Updated at 3:00 AM ET, Sat August 17, 2019




(CNN) — Actor and director Peter Fonda, who stepped out of his legendary Hollywood father's shadow to become a counterculture icon with his role in "Easy Rider," has died. He was 79.

Fonda died of respiratory failure due to lung cancer at his Los Angeles home, his family said in a statement Friday.

"It is with deep sorrow that we share the news that Peter Fonda has passed away," the family said. "... In one of the saddest moments of our lives, we are not able to find the appropriate words to express the pain in our hearts."

As the son of actor Henry Fonda and the brother of actress and activist Jane Fonda, he was a member of the Hollywood powerhouse family. His daughter is actress Bridget Fonda.
Dennis Hopper and Peter Fonda in a scene from the classic "Easy Rider."
Dennis Hopper and Peter Fonda in a scene from the classic "Easy Rider."
In a statement, Jane Fonda said she spent her younger brother's final days with him.

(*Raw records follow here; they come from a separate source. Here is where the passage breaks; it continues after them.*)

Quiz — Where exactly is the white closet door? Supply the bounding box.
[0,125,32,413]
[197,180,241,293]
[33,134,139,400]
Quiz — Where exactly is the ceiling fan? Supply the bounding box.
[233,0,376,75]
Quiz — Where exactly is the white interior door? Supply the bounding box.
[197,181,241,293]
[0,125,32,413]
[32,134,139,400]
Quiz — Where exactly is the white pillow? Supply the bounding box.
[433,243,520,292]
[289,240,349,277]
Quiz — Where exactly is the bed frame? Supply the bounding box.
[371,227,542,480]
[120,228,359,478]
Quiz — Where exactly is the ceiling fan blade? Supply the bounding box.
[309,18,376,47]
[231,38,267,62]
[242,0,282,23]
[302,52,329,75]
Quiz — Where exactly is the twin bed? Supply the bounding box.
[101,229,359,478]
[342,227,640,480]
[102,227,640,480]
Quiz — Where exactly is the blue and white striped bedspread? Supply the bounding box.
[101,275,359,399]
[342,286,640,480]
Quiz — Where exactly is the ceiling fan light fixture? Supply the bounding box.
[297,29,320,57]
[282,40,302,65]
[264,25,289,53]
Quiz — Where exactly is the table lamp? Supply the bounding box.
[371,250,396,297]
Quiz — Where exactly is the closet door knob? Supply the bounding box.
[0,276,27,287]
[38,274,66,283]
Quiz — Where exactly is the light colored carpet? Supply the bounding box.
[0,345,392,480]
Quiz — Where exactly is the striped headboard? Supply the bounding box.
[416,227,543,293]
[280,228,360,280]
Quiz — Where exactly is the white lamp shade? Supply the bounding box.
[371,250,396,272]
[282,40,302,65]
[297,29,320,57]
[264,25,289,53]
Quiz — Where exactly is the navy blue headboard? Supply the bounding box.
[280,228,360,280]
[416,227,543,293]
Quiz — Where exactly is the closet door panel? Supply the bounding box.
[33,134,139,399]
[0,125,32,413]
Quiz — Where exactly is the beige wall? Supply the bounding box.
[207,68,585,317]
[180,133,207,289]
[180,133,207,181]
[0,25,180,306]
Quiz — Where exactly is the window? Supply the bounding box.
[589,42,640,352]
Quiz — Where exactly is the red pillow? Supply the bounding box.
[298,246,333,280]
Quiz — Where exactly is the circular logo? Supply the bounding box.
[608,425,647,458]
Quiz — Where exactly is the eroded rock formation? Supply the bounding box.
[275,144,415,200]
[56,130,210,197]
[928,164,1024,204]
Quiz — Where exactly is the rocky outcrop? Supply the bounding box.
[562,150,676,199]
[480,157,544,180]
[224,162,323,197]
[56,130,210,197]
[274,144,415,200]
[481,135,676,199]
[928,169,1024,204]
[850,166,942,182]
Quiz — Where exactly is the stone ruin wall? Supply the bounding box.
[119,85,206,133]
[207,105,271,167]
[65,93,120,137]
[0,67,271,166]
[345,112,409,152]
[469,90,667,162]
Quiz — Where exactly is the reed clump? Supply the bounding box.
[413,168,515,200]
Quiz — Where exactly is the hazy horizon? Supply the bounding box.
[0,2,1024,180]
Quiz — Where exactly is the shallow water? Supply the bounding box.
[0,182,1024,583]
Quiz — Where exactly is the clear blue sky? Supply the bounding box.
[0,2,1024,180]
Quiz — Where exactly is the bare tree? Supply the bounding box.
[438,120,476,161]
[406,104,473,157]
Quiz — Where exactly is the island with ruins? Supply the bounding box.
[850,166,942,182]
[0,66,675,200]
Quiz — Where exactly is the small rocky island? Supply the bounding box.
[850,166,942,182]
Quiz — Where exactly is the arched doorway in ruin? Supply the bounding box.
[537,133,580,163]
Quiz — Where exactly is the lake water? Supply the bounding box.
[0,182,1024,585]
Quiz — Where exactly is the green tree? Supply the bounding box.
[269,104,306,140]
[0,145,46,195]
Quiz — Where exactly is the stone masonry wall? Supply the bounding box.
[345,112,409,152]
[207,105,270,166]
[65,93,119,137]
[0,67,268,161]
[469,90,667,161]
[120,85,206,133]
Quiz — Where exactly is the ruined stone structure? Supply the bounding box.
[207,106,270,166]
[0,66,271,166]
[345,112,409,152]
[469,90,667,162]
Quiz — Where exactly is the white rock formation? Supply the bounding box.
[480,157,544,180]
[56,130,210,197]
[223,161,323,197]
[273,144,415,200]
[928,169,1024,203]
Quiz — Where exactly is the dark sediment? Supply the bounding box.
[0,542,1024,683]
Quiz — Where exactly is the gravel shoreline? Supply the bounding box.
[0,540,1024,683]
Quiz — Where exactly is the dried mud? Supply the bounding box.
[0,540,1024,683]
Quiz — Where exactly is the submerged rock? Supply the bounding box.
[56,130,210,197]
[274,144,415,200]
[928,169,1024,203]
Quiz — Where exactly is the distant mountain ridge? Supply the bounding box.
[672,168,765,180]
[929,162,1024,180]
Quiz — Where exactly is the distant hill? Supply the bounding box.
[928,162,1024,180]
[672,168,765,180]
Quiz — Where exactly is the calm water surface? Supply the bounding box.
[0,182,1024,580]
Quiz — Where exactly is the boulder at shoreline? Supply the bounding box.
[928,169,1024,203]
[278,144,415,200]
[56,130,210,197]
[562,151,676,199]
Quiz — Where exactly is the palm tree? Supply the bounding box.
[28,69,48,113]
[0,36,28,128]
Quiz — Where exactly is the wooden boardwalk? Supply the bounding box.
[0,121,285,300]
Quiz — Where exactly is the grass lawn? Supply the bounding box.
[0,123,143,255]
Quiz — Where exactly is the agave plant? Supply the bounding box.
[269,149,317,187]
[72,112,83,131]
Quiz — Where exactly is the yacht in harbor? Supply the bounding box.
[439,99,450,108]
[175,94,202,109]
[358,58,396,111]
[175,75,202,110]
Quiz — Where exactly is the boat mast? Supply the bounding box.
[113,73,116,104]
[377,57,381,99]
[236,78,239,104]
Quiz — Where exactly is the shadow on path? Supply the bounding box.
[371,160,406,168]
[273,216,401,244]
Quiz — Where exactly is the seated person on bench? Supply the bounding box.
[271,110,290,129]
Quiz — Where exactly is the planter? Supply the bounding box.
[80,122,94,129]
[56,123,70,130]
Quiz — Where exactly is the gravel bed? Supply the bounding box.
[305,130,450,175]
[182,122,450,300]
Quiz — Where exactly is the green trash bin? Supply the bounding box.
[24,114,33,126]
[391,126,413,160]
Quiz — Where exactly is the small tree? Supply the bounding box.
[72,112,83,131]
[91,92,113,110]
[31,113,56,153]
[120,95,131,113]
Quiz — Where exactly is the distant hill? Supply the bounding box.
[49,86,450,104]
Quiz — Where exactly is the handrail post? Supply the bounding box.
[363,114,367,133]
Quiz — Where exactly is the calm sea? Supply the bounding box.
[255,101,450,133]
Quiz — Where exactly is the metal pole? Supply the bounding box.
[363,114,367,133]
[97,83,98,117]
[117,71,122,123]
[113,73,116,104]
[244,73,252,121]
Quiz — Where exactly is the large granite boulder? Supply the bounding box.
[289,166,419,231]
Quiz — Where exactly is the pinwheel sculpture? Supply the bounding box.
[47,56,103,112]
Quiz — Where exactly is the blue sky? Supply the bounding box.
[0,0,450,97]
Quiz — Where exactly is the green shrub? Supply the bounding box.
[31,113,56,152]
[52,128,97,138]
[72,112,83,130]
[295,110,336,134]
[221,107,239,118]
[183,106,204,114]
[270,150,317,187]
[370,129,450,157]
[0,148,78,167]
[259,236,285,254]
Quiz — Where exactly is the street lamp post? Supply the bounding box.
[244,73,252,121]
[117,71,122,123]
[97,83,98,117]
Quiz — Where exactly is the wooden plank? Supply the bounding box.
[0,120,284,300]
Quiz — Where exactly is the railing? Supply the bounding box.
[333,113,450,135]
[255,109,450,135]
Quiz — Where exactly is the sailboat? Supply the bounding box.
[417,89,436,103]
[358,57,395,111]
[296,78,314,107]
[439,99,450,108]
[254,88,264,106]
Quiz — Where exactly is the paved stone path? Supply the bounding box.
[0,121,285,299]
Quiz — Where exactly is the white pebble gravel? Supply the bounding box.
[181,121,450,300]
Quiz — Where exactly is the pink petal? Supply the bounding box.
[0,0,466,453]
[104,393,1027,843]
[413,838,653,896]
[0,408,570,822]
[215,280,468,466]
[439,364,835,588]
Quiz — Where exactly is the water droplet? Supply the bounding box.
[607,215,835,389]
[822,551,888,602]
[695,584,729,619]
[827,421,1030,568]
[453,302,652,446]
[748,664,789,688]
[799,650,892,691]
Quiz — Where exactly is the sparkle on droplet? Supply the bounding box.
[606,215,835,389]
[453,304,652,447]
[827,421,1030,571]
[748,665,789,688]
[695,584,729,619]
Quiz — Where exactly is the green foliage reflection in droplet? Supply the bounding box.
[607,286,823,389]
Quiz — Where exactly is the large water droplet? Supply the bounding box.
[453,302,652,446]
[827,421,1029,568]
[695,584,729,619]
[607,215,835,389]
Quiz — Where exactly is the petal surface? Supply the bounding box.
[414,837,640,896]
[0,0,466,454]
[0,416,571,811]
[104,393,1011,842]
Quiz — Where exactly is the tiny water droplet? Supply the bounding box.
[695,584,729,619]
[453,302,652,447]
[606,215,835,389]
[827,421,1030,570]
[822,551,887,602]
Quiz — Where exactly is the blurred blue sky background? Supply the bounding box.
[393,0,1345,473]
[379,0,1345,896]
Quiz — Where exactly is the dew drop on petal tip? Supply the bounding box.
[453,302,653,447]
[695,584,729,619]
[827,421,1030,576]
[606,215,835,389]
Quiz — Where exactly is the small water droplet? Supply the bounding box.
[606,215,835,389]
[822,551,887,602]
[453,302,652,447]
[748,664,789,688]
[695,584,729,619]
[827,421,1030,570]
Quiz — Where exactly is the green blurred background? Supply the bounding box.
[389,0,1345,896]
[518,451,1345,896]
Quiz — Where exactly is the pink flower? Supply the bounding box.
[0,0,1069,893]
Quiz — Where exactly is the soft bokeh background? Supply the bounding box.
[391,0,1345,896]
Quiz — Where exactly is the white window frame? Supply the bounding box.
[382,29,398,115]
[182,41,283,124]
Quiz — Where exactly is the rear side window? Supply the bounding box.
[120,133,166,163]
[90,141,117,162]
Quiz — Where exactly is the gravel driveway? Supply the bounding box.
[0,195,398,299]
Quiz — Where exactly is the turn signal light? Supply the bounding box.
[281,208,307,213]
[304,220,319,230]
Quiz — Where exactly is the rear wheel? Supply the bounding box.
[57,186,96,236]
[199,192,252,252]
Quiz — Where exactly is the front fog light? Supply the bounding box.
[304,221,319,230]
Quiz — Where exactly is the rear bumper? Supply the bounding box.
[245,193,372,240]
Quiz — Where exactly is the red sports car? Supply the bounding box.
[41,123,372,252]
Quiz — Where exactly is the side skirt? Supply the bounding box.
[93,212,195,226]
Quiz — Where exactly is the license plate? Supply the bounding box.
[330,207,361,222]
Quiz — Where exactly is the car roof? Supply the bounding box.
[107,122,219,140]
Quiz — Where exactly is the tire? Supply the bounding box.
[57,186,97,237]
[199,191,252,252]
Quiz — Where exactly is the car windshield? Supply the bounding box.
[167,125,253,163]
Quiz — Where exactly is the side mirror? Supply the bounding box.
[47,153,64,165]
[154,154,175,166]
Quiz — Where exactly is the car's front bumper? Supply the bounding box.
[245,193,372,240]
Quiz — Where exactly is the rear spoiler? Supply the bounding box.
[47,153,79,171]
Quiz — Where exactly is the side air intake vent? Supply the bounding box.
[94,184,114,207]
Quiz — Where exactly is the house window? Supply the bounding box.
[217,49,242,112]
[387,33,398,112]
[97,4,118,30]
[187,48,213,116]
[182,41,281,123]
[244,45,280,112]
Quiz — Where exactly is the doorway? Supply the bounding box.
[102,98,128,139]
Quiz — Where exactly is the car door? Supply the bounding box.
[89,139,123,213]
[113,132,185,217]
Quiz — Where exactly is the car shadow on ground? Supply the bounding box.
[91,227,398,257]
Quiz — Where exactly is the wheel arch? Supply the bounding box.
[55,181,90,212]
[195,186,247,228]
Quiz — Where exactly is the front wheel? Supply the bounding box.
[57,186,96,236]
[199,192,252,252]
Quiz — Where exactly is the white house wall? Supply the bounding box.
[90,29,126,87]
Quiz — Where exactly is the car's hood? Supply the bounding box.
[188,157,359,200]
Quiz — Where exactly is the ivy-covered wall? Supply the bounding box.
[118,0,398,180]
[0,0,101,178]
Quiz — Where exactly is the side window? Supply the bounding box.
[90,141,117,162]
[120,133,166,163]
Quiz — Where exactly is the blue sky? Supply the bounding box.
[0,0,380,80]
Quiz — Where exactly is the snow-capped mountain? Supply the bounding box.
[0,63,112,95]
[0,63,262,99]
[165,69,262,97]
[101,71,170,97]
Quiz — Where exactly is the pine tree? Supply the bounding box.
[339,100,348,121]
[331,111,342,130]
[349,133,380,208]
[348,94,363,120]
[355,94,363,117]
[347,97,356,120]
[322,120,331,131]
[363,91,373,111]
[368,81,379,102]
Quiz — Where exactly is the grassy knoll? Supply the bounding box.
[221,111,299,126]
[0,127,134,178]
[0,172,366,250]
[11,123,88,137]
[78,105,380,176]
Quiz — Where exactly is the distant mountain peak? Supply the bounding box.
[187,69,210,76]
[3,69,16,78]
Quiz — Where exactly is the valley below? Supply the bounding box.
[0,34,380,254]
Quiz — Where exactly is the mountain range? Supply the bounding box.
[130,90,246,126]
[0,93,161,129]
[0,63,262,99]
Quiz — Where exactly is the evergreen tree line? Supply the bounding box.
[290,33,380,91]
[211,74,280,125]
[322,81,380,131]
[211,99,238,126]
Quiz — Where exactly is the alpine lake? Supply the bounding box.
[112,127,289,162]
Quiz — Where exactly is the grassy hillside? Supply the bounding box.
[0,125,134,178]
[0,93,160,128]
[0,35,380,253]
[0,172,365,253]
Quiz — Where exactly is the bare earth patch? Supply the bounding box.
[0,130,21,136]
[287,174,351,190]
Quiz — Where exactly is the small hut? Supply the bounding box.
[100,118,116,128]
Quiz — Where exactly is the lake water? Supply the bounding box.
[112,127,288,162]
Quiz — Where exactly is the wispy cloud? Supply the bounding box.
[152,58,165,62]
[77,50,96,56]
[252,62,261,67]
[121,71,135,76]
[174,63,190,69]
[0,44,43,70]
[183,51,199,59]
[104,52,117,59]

"I am very sad. He was my sweet-hearted baby brother. The talker of the family. I have had beautiful alone time with him these last days. He went out laughing," she said.

Fonda broke out as a star with his turn in the 1969 blockbuster "Easy Rider," which marked its 50th anniversary this year. The film also starred Jack Nicholson and Dennis Hopper.

Film critic Roger Ebert called the film "one of the rallying-points of the late '60s," saying it was a buddy picture that celebrated "sex, drugs, rock 'n' roll, and the freedom of the open road."
"It did a lot of repeat business while the sweet smell of pot drifted through theaters," Ebert wrote of the film in 2004.
Fonda was nominated for an Academy Award for the screenplay, a nomination he shared with Hopper.

"I never stopped working, thanks to 'Easy Rider,' " Fonda told The Los Angeles Times in 2007.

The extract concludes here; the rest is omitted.